According to JHRW, part of the reason why the group has called for human rights observers in Scotland is because the situation there is more severe, with the Scottish Palestine Solidarity Campaign described as “on a different level” to activists in other places in the UK. 

The observers will be deployed at events where JHRW believes there is a threat of antisemitic abuse occurring.

Mr Neumann explains: “The observers will be properly trained, they will have proper high-viz jackets, with ‘Human Rights Observers’ on. They will record and watch out for incidents for Jew-hate, anything that can be reported. 

Mr Neumann explains that the organisation has assisted British Jews living in “far-flung places” where “they don’t have the sort of communal infrastructure and support”.

JHRW is also actively working to try to end the anti-Israel boycott movement in Britain, with an emphasis on going after any group or organisations perceived to be promoting it. 

Leicester and other local councils which passed anti-Israel motions found themselves facing a discrimination case in the courts, brought by JHRW. 
Although the High Court ruled in favour of the councils last June, in October the government published new guidelines preventing local authorities from using pension funds or procurement money to boycott or divest from Israeli firms.

“JHRW put the council BDS issue on the map”, says Mr Neumann. “It’s no coincidence that when we started bringing these legal actions, this guidance and legislation started happening.”

Other groups, such as the Palestine Solidarity Campaign (PSC) and charity War on Want — which promotes “Israel Apartheid Week” — have also been targeted by JHRW.

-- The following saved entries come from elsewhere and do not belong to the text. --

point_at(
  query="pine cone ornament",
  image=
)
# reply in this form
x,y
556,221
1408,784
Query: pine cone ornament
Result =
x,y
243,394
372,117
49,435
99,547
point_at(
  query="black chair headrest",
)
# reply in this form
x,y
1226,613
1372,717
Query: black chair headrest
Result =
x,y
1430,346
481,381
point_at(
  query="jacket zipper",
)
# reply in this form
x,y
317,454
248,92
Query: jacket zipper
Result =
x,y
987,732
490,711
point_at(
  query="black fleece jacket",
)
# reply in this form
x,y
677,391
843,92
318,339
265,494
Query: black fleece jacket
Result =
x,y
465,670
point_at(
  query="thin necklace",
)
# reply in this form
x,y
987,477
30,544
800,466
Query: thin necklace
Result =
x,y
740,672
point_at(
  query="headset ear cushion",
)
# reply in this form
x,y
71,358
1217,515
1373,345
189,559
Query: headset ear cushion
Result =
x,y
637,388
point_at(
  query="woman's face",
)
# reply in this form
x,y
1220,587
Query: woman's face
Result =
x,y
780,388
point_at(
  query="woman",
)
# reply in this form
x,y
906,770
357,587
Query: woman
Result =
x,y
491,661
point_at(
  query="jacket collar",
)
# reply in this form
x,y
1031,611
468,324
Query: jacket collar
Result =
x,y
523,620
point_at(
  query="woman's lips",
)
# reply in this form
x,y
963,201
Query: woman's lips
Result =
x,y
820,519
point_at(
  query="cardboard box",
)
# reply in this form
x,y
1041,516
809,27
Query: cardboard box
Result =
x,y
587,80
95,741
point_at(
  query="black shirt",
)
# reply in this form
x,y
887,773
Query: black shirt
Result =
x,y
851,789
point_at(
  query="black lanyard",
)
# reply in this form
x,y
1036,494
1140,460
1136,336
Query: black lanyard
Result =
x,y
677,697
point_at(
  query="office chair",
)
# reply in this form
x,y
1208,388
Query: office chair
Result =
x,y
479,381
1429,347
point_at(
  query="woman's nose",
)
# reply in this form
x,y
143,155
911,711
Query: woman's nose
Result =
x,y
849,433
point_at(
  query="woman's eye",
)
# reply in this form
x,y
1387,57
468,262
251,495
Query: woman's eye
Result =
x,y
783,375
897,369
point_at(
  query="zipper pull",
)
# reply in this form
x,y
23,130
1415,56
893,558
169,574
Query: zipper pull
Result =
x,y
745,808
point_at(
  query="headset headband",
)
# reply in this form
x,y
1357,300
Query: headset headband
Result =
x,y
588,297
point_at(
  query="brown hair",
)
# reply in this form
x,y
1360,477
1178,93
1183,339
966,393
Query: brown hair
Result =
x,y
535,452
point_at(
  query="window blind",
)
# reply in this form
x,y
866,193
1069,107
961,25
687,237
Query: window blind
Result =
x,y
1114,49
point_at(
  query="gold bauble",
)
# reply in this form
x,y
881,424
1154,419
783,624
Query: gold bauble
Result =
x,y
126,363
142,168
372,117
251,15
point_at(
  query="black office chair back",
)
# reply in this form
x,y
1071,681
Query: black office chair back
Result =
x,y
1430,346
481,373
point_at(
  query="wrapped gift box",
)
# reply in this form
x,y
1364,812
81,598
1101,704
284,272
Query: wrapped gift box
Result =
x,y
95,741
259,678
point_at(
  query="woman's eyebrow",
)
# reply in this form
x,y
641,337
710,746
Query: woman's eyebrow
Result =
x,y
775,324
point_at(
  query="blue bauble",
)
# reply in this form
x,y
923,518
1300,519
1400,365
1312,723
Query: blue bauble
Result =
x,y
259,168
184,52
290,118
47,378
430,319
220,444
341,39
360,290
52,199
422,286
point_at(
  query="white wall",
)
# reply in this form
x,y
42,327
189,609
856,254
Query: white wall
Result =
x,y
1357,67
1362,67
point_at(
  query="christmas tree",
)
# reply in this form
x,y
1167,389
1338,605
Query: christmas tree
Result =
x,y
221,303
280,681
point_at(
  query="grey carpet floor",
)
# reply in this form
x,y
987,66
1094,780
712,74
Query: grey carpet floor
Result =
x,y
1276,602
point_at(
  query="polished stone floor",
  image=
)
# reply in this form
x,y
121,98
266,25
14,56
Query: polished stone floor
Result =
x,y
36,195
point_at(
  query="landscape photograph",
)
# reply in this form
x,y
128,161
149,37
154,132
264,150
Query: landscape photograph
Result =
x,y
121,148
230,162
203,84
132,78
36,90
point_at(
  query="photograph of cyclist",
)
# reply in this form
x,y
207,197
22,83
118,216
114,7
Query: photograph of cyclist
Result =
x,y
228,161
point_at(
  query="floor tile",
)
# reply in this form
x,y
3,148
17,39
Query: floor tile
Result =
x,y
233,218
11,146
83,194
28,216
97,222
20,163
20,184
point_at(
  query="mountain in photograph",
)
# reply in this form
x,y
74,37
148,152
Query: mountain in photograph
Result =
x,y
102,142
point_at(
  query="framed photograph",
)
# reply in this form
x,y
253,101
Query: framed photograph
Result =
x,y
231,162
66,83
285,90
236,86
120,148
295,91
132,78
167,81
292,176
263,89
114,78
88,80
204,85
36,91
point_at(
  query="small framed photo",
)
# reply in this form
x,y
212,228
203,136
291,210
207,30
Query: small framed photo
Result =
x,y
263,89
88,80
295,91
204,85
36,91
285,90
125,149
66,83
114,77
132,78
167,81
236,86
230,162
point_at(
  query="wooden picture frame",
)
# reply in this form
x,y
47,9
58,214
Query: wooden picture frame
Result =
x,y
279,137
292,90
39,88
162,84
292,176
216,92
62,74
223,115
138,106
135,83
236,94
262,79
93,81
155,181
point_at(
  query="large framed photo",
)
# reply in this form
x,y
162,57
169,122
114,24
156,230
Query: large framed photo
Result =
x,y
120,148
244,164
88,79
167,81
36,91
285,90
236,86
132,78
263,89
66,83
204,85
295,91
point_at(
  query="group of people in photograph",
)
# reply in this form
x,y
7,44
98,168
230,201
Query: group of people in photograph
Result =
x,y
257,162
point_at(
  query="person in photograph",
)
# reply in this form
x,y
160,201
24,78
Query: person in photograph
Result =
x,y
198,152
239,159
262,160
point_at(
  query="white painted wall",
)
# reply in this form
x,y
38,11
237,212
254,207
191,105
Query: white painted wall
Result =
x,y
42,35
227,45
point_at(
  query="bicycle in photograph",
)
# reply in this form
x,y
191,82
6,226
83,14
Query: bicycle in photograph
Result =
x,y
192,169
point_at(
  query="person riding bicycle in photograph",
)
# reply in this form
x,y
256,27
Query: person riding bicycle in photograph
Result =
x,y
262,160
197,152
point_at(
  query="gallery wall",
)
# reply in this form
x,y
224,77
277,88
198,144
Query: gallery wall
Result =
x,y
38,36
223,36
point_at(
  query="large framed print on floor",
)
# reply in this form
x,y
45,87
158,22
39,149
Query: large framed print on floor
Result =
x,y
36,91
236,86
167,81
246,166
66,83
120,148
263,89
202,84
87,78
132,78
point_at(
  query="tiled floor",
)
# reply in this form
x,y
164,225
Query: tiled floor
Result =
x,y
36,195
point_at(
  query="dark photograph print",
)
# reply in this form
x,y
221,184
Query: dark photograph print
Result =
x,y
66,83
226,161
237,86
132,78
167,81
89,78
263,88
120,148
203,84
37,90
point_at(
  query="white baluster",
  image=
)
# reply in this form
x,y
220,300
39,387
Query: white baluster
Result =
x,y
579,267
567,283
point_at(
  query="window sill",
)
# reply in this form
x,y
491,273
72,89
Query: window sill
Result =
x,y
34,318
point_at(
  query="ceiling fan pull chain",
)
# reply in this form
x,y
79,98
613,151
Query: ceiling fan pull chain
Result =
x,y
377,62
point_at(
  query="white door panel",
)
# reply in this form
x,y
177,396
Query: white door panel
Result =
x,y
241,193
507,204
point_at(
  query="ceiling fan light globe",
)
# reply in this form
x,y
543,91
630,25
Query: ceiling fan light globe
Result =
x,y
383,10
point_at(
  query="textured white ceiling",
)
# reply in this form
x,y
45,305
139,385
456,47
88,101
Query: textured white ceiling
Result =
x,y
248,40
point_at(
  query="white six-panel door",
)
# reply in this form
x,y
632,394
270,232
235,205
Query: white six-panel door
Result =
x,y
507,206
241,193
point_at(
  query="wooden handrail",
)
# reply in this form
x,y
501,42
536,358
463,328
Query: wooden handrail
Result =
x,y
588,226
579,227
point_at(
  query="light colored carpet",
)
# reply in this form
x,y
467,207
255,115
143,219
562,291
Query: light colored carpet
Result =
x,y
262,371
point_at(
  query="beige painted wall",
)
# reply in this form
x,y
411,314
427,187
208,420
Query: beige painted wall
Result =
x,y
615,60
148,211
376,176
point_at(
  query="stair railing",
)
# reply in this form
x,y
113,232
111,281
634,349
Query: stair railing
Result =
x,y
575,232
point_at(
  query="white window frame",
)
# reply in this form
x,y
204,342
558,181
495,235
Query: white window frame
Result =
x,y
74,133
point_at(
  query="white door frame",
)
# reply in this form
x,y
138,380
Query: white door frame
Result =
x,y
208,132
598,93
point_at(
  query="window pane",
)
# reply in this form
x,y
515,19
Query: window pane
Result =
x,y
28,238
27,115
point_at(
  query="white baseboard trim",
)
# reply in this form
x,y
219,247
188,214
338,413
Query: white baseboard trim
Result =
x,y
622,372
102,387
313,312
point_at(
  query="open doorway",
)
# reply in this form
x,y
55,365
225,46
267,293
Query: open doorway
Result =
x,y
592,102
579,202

In late 2015 an official complaint was made to the Charity Commission regarding War on Want (WoW). However, JHRW is dissatisfied by the commission’s apparent inability to reach a decision on the charity and are, they say, considering other options. 

This aggressive strategy is an example, Mr Neumann says, of throwing some of the tactics used by anti-Israel activists back at them.

“Unfortunately the other side are very successful”, he says, “and to date the Jewish community and British Zionists have not used those kind of tactics effectively. We have now decided to adopt them.”

JHRW activists protested outside War on Want’s offices in London and Manchester last year.

Mr Neumann says: “This is a group [WoW] that loves to protest outside Jewish Israeli companies. This is the first time a Jewish group has gone to them and agitated outside their own headquarters and outside their own meetings. It was very unsettling to them. They didn’t like to be on the receiving end of their tactics.”

In terms of future plans, JHRW says that its “attention is increasingly turned to universities, particularly with Israel Apartheid Week, which we believe falls foul of the law.”

Mr Neumann also stresses JHRW does not consider itself to be right or left wing. “We’re not really interested in those labels. We have people who are Conservative Party supporters, Labour Party supporters, swing voters.

“We absolutely applaud this government for what it has achieved on combatting Jew-hate, and if it was a Labour government which had done it then we would applaud it all the same. 

“Our chief and only concern is to advance the cause of Jewish human rights, and whoever wants to assist or facilitate that, we will applaud them.”